What’s a Healthy Body Without a Healthy Mind?
Robin Nemeroff, associate professor of psychology, has been working on a campus-based research project that embodies the spirit of Exercise is Medicine—with a spin. Nemeroff, a clinical psychologist and director of the University’s doctoral program in clinical psychology, is conducting a study on the use of yoga to reduce stress and anxiety in college students.
There are many different styles of yoga that emphasize different capabilities of the body, such as coordinating breath and movement or holding postures in strict alignment. Overall, the practice of yoga has been lauded for physical benefits that include muscle strength, flexibility, balance, and coordination.
But do the benefits of this type of exercise transcend the body?
“I practice yoga myself and I think it can be a very useful tool for stress reduction,” Nemeroff says. “Surprisingly, even though yoga is a readily available, cost-effective, low-stigma approach to reducing stress, there is little empirical research on the benefits of yoga for reducing stress and anxiety symptoms.”

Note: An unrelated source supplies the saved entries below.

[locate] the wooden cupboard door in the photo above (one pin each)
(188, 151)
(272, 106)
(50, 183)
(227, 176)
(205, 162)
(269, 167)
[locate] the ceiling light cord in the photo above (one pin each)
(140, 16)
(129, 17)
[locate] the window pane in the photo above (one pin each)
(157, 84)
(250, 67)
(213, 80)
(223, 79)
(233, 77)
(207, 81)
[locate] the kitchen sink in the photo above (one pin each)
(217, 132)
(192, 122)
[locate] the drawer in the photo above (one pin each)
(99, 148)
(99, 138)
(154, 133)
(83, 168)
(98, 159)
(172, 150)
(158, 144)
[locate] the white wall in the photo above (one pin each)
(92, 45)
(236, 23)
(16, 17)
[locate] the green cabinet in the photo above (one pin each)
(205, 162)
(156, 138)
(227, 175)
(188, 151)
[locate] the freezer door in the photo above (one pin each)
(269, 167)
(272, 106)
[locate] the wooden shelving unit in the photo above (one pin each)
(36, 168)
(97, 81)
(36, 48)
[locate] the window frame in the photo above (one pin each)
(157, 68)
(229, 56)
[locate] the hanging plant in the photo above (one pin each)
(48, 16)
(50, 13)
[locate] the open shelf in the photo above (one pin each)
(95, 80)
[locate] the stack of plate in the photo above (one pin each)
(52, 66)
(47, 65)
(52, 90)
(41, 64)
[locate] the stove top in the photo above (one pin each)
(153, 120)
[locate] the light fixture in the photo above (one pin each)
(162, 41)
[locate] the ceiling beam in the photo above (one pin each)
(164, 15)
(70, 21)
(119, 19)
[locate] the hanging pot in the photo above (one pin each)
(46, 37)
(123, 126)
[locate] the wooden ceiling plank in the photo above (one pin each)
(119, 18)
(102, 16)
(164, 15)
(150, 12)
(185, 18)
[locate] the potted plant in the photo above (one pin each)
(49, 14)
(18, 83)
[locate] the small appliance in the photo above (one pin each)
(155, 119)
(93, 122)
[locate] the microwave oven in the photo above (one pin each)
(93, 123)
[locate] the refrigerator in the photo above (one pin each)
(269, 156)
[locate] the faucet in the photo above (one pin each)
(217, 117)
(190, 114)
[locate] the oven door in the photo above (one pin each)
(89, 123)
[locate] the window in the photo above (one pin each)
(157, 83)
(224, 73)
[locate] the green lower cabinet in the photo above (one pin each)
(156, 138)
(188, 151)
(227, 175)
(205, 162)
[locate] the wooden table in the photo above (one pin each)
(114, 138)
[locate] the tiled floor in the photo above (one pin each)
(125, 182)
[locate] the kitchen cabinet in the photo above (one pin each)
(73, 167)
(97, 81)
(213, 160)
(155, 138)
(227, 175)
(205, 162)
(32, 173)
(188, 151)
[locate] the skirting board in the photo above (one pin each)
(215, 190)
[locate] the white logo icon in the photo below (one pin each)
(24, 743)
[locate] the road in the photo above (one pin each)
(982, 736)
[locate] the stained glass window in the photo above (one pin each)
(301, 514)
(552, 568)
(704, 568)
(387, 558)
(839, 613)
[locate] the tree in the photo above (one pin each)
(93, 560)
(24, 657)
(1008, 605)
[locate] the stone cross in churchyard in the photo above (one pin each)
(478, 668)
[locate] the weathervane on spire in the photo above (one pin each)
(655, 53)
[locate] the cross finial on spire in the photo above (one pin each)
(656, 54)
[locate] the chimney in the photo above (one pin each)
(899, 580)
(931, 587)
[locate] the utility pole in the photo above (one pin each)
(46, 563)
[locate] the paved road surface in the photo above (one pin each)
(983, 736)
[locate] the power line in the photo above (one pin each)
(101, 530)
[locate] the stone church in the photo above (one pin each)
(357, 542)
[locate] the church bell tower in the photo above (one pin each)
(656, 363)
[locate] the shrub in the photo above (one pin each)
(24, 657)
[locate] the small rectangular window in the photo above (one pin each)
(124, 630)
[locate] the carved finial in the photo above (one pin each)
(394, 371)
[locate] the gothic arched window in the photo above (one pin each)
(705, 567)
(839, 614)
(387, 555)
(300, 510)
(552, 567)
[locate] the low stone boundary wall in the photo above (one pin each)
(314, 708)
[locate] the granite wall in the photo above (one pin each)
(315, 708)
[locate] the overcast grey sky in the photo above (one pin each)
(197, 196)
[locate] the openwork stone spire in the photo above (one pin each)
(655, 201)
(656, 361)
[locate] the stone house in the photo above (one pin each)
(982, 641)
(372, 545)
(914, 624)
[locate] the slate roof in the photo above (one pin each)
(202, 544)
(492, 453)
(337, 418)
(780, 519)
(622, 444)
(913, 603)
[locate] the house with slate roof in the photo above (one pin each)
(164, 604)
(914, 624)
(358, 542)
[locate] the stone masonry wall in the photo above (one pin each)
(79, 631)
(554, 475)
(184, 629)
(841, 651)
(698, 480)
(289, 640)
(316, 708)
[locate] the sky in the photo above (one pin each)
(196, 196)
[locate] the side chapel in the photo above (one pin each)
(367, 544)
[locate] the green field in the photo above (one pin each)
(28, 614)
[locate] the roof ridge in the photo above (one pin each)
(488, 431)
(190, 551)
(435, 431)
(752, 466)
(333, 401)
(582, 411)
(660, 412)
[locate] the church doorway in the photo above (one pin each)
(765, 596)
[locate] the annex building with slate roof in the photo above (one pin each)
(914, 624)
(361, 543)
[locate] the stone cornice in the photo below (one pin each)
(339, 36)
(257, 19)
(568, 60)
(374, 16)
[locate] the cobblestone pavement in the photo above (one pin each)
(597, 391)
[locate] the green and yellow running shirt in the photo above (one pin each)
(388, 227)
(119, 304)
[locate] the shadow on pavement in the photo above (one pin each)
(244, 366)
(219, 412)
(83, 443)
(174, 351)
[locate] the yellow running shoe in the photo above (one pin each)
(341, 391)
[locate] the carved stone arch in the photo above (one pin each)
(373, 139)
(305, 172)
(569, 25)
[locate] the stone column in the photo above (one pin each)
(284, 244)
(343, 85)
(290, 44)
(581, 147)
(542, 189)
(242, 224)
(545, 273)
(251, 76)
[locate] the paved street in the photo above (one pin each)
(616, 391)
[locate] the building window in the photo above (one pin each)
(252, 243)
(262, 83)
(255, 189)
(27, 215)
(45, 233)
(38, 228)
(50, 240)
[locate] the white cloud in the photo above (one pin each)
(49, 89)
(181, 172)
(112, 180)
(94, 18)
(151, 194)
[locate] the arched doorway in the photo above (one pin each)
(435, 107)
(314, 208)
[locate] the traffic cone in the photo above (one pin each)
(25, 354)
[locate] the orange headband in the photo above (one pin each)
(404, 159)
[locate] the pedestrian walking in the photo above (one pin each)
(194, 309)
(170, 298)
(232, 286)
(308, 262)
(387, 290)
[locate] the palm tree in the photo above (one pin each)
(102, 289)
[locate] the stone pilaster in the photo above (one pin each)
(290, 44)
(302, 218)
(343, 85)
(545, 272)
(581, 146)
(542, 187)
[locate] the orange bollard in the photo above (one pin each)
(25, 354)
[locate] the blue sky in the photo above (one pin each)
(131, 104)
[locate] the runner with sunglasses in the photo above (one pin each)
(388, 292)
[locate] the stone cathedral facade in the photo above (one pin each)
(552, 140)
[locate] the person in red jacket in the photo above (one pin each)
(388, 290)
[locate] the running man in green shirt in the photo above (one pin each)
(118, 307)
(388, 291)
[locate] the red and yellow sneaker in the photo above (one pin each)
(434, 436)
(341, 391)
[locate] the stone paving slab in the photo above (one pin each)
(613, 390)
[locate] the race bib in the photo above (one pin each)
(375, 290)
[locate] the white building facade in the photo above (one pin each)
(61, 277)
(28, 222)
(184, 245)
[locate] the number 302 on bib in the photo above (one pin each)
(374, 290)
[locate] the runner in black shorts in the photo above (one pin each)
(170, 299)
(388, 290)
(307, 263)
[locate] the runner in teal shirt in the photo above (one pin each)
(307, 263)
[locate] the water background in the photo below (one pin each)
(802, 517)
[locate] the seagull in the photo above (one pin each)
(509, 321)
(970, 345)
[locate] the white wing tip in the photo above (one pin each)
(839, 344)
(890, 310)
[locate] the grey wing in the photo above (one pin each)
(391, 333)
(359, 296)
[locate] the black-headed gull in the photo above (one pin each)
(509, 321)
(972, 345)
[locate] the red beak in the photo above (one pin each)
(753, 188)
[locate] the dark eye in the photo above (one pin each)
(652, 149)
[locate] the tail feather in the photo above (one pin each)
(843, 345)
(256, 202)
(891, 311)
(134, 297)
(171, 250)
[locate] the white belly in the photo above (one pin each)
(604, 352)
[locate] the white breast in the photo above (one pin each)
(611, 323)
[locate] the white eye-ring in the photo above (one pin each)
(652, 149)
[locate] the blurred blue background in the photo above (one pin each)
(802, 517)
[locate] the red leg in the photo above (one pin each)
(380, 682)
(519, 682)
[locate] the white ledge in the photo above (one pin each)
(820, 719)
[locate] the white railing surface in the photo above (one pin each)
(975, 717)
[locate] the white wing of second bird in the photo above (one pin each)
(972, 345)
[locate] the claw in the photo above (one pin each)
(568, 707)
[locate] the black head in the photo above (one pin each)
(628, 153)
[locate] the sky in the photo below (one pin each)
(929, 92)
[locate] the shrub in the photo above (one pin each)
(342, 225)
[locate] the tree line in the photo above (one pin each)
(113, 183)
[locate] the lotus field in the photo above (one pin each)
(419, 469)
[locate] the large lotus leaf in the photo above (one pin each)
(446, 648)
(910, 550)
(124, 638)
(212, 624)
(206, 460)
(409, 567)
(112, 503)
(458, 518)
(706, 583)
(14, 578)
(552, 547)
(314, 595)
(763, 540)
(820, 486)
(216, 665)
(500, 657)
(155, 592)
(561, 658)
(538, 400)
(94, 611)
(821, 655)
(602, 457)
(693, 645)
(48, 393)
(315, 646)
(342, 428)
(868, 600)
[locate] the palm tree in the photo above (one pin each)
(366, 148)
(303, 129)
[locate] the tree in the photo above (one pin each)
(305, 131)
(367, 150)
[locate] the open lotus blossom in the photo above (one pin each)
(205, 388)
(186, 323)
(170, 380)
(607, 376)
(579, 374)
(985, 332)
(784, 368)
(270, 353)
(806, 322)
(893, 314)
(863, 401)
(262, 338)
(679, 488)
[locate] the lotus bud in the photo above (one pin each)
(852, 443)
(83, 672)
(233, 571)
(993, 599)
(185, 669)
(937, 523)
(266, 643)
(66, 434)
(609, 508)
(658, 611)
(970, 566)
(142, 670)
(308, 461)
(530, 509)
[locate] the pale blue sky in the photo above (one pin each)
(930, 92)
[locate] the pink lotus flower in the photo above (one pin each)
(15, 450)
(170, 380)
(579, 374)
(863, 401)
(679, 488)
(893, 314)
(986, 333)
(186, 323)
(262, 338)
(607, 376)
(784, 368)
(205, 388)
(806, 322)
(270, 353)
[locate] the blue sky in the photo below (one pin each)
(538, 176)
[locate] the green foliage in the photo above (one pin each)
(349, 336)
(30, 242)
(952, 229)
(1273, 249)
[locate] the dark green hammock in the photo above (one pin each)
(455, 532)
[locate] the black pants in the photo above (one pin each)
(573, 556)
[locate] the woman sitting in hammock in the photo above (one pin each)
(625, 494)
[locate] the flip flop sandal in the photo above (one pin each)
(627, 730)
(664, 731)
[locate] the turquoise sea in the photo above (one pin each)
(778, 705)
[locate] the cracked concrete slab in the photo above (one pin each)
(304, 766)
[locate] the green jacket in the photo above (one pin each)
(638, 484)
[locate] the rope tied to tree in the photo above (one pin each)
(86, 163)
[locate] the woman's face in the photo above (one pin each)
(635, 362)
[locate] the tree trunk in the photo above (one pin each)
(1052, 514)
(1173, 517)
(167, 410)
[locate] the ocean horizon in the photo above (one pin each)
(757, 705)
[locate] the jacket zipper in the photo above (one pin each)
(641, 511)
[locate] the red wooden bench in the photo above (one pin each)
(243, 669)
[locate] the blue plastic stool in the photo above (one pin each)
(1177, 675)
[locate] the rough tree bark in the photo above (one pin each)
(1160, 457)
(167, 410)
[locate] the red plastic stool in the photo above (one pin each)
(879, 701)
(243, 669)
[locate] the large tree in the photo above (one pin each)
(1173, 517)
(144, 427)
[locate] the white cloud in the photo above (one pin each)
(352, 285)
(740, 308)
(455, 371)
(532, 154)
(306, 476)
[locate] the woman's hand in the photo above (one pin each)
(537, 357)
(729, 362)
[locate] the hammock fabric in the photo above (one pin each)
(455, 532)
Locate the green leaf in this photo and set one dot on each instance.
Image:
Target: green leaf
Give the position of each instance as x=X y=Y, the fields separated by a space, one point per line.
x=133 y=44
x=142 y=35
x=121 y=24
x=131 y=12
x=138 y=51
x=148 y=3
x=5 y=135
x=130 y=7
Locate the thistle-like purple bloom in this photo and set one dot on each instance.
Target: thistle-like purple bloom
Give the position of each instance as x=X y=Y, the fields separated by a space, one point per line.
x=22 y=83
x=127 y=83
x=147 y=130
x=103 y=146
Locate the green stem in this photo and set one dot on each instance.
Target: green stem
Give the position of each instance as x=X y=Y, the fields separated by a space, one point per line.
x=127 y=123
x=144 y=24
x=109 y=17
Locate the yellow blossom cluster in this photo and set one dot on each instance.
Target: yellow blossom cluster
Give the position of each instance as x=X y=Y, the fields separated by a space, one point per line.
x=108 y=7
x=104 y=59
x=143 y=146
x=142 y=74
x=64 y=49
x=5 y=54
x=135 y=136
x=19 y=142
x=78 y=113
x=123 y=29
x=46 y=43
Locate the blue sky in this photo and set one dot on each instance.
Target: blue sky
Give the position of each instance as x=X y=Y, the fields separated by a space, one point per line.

The professor has subsequently spent the past several semesters recruiting high-stress University students who can commit to taking two free, on-campus yoga classes every week for three to six weeks.
Nemeroff uses a 20-minute questionnaire to evaluate participants’ stress levels before, during, and after the block of yoga sessions. In her six-week pilot program, she found a staggering drop in participants’ indicators of stress at the third week. Between weeks three and six, students in the program maintained that lower level of stress.
Whether she will draw the same results after studying many semesters worth of student-participants remains to be seen, but so far, the professor says, they seem to be benefitting from the yoga classes. A few students felt so much better after participating in her study that they volunteered to help set up subsequent semesters of Nemeroff’s yoga classes as a way to pay it forward.
“For sure, exercise is a known antidepressant and has been known to reduce stress, and yoga certainly has a physical component,” Nemeroff says. “But I view yoga as integrating a few different variables, which is why I’ve decided to focus my research there. There is a body of literature that shows diaphragmatic breathing, which is a big component in yoga, is a stress- and anxiety-reducing technique. Additionally, an emerging body of research on mindfulness points to its therapeutic benefits. And the practice of yoga is also a mindfulness technique.”
“There is no research that pieces apart the underlying mechanisms of how yoga does what it does,” she adds. “There is much more work to be done on this topic.”
Thanks to a $25,000 grant from the Fred J. Brotherton Charitable Foundation, Nemeroff will start to chip away at that work, expanding her research off campus starting in fall 2017. She will explore the potential benefits of adding yoga to the treatment plans of adult outpatients diagnosed with generalized anxiety disorder. This work will take place at Christian Health Care Center, a non-profit healthcare facility that provides mental health services in Wyckoff, New Jersey.
Teaming up with Nemeroff on this project will be the non-profit organization Kula for Karma, which offers therapeutic yoga programs at no cost to people with physical, mental, and emotional challenges. Since its inception in 2007, Kula for Karma has launched more than 600 yoga programs in the tri-state area.
Ultimately, Nemeroff hopes to find a place for yoga as an intervention for people with generalized anxiety disorder.